Culture
13:59 23 avril 2021 | mise à jour le: 23 avril 2021 à 16:15 temps de lecture: 3 minutes

Une exposition revient sur le port du masque après un an de pandémie

Une exposition revient sur le port du masque après un an de pandémie
Photo: Berit Kessler/123RF

Au fil des mois, le masque est devenu un objet du quotidien. À tel point que le Westminster Menswear Archive a décidé de consacrer une exposition numérique à cet accessoire anti-Covid, souvent source de maladresses, incompréhensions et disputes.

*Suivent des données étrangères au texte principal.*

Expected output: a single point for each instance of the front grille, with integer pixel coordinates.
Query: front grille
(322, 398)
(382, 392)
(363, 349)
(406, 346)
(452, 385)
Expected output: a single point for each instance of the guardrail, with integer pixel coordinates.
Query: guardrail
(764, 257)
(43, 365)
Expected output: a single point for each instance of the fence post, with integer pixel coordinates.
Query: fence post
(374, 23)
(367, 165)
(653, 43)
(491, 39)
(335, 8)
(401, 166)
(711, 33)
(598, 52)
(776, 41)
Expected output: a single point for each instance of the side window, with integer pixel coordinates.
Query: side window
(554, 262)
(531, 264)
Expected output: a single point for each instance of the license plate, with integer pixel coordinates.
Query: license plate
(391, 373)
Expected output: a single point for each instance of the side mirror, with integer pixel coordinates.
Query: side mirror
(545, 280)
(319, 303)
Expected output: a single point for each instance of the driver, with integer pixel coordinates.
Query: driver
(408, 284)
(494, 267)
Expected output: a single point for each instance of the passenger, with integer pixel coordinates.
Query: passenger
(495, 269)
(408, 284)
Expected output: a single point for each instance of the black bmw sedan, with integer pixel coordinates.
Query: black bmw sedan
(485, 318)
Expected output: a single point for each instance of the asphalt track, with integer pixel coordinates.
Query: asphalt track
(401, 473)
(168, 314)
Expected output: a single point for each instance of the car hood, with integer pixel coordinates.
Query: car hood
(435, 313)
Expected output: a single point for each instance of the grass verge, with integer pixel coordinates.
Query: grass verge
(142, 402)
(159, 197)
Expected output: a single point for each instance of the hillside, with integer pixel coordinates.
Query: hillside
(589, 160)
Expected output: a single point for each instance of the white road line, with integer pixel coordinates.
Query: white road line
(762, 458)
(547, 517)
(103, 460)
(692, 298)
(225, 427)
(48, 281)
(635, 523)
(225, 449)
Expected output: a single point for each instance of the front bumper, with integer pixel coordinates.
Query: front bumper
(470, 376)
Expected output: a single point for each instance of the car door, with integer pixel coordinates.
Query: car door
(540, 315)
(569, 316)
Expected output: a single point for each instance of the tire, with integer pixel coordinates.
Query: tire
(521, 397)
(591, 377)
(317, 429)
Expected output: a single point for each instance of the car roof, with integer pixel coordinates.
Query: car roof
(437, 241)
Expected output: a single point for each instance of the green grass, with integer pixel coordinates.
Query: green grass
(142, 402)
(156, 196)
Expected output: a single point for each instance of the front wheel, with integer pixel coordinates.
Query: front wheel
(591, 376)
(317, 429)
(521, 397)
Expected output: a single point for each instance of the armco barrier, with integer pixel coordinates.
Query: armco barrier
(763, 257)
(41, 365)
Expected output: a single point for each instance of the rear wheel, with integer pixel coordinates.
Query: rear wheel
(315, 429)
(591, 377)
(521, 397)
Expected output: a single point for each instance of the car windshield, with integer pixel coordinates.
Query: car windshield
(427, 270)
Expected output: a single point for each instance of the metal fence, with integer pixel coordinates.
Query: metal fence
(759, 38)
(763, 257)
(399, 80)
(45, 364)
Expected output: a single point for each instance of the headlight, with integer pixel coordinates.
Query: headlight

Dire qu’il y a un an encore, c’était l’apanage des soignants. Le masque est rapidement passé de l’équipement de protection individuelle médicale à un accessoire qui se décline et se choisit avec soin. Une évolution que le Westminster Menswear Archive retracera à travers Undercover: From Necessity to Luxury: The Evolution of Face Coverings During Covid-19. Cette exposition virtuelle s’articulera autour de 52 masques issus de griffes comme Balenciaga, Adidas et Louis Vuitton mais aussi de la Metropolitan police de Londres et du club de football Manchester City.

Elle se penchera également sur la rapidité avec laquelle l’industrie de la mode a participé à l’effort collectif en convertissant leurs usines textiles dans la fabrication de masques à la chaîne. Si elles ont été saluées pour leurs actions vertueuses, elles y ont rapidement vu une opportunité de renforcer leur image de marque en créant des protections faciales personnalisées. Pour le plus grand plaisir des fashionistas qui ont délaissé les génériques masques chirurgicaux pour des modèles plus extravagants, comme ceux exposés dans Undercover.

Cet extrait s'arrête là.